Me quedé mirando mientras ella estaba entrando a su carro. Si sería ella? Tenía lentes oscuros, chaqueta y pantalones blancos, el pelo rubio inconfundible. No me atreví a llamarla ni a decir nada, mi Inglés apenas daba para decir «please» y «thank you».

Hacía poco que yo vivía en la zona y pensé que Meg Ryan comprando en el supermercado era algo muy fuera de la común. Cuando le comenté al señor que me alquilaba un cuarto en La Jolla Shores Drive, él también dudó que yo había visto a la actriz.

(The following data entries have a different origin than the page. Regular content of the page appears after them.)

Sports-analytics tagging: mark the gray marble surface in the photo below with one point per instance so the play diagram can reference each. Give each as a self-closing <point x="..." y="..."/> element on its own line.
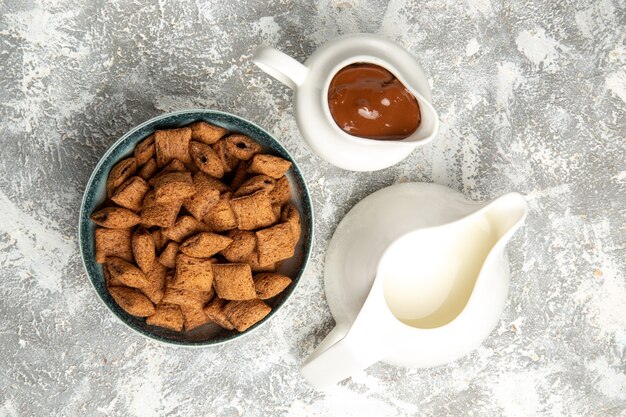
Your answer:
<point x="532" y="99"/>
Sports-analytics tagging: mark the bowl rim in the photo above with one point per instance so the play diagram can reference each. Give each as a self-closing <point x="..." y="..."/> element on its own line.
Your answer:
<point x="307" y="250"/>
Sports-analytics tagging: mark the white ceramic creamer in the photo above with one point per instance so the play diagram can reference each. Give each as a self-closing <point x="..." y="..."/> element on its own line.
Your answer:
<point x="310" y="82"/>
<point x="438" y="290"/>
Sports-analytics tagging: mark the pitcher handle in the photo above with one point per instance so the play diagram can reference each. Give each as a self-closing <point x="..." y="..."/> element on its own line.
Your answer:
<point x="328" y="365"/>
<point x="280" y="66"/>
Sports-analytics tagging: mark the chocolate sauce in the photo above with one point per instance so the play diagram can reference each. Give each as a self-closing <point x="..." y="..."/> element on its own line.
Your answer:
<point x="368" y="101"/>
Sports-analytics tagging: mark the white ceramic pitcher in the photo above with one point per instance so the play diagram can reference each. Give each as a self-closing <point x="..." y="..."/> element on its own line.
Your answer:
<point x="311" y="81"/>
<point x="439" y="288"/>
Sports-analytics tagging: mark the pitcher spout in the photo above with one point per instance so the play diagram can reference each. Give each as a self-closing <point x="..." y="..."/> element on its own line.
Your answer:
<point x="505" y="215"/>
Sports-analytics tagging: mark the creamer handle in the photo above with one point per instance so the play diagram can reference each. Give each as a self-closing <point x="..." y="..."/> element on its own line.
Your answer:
<point x="280" y="66"/>
<point x="327" y="366"/>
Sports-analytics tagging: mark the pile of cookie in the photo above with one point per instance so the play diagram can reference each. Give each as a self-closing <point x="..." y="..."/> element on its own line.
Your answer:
<point x="195" y="226"/>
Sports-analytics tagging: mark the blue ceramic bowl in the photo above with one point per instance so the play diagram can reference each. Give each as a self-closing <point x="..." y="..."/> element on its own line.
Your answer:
<point x="95" y="194"/>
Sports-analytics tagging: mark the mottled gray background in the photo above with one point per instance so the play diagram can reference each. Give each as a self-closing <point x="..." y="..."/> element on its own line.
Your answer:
<point x="531" y="96"/>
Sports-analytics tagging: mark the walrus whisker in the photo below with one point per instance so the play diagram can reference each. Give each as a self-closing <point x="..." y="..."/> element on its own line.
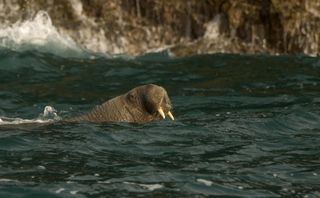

Pero Meg Ryan tenía que comprar comida como el resto de la gente, eso no era tan fuera de lo común. Lo realmente fuera de lo común era el lugar donde yo había llegado.

La Jolla era un barrio de ricos. A media cuadra del supermercado, en la esquina, había una tienda de Ferrari (hoy en día es una tienda de Maserati, la tienda de Ferrari se pasó a la esquina opuesta porque un sólo local de autos de lujo les quedaba chico). La Jolla fue lo primero que ví de los Estados Unidos y por eso su rareza quedó desapercibida entre tanta cosa nueva. Las calles con palmeras bordeando el malecón, el parque con pasto al lado de la playa. La gente en patines y bicicletas paseando sus perros, unos animales entrenados y de una obediencia inhumana. Todo eso lo había visto una y mil veces en las películas.

Por eso Meg Ryan no estaba fuera de lugar en La Jolla comprando su comida. Ella sin lugar a dudas pertenecía a la película llamada La Jolla, California.

Me iba a tardar varios meses en darme cuenta. Pero el que realmente estaba fuera de lugar era yo.